Wilcock speaks of our previous Psalm 83 as “this little-read psalm”, but today we move to Psalm 84, where he says it is as “well known and well loved as any psalm in the Psalter.” (# 5). Spurgeon (1834-1892) is much more expressive as he writes, “This sacred ode is one of the choicest of the collection; it has a mild radiance about it, entitling it to be called The Pearl of Psalms. [He continues] If the twenty-third be the most popular, the one-hundred -and-third the most joyful, the one-hundred-and-nineteenth the most deeply experiential, the fifty-first the most plaintive, this is one of the most sweet of the Psalms of Peace” (# 28)
So, lets treat this “pearl” as it deserves as we read and meditate on yet another one designated as, Of the Sons of Korah. A psalm.
1 How lovely is your dwelling place,
2 My soul yearns, even faints,
for the courts of the Lord;
my heart and my flesh cry out
for the living God.
One can’t help but sense that we are standing on “holy ground” as we enter into the heart of this author. A heart that cries out for intimacy with the living God. It brings to mind the twin Psalms 42 and 43, as we read there this same deep desire for fellowship with God.

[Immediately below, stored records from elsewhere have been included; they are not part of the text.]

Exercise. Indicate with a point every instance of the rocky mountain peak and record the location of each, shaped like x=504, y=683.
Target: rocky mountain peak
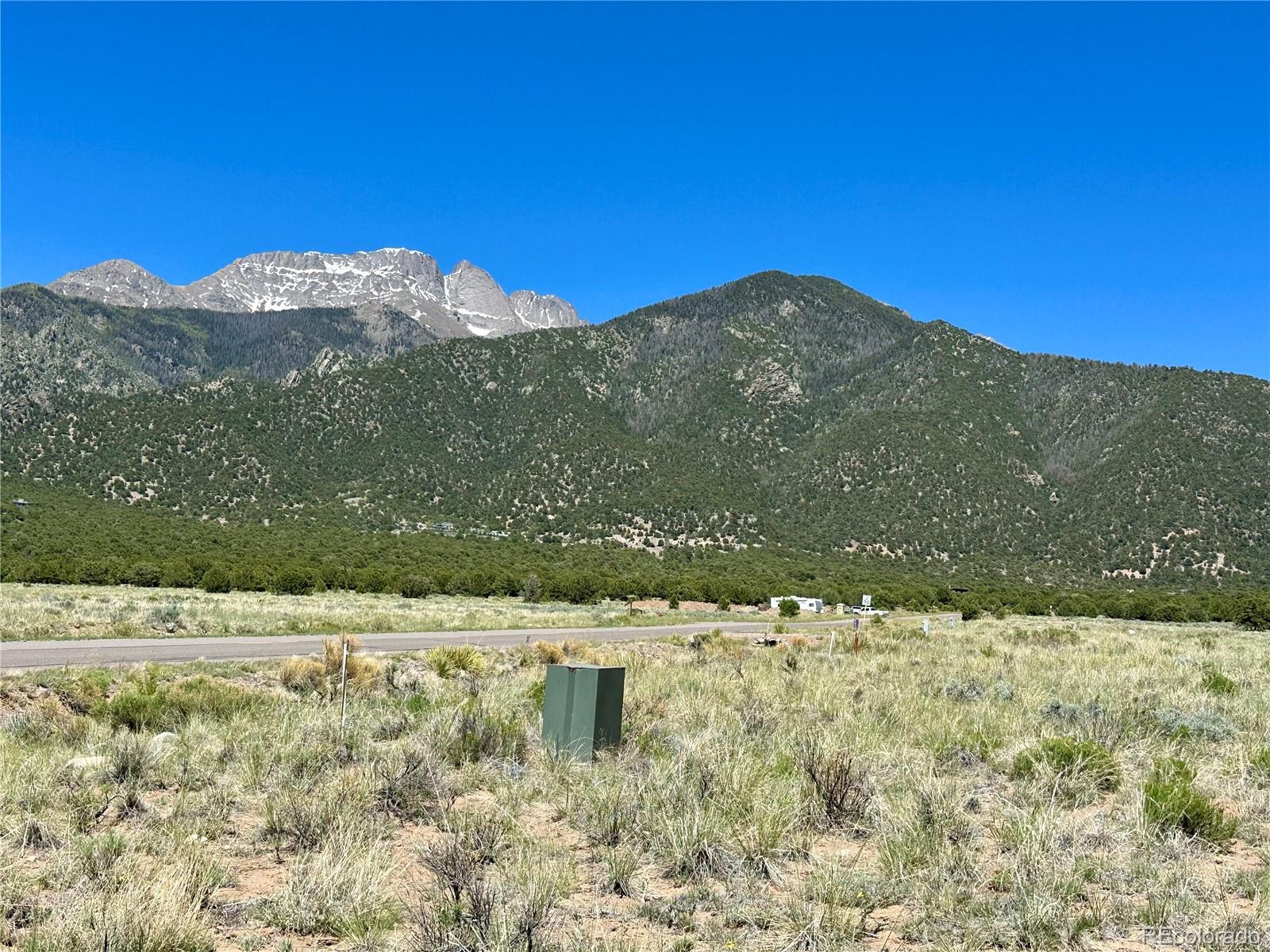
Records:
x=121, y=282
x=465, y=302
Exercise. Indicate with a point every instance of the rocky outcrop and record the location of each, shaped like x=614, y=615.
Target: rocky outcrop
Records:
x=465, y=302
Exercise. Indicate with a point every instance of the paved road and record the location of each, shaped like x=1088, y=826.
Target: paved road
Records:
x=17, y=655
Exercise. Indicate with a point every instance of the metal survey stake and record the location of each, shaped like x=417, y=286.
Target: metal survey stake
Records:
x=343, y=689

He says:
As the deer pants for streams of water,
so my soul pants for you, my God.
2 My soul thirsts for God, for the living God. (Psalm 42:1-2)
Send me your light and your faithful care,
let them lead me;
let them bring me to your holy mountain,
to the place where you dwell.
4 Then I will go to the altar of God,
to God, my joy and my delight. (Psalm 43:3-4)
I wonder when it was that you and I sensed that passion, that desire, that urgency, that hunger and thirst to be in God’s presence?
In fact, so deep was his heartfelt desire for God’s presence in his life that the psalmist expresses his feeling of envy for the birds, as he puts it:
3 Even the sparrow has found a home,
and the swallow a nest for herself,
where she may have her young—
a place near your altar,
Lord Almighty, my King and my God.
4 Blessed are those who dwell in your house;
they are ever praising you.
“The psalmist is in love not so much with the beloved house of God, as with God himself; and dare we say it, there is something he loves even more than that. For what does he envy the sparrow and the swallow? For their habitual closeness to the alter of sacrifice. His heart is set not simply on the living God, but on the loving God, the one who has provided the way to forgiveness, and renewal by the shedding of blood.” (# 5)
Remembering that ultimately, on the cross, God through Jesus “provided the way to forgiveness and renewal by the shedding of blood.” So, let me finish this with the words of Jesus:
Blessed are those who hunger and thirst for righteousness,
for they will be filled. (Matthew 5:6)
Father, give us the same heart as the psalmist in seeking you, but we know that ultimately “no one comes to the Father except through” Jesus, who is “the way, the truth and the life.” (John 14:6) Amen.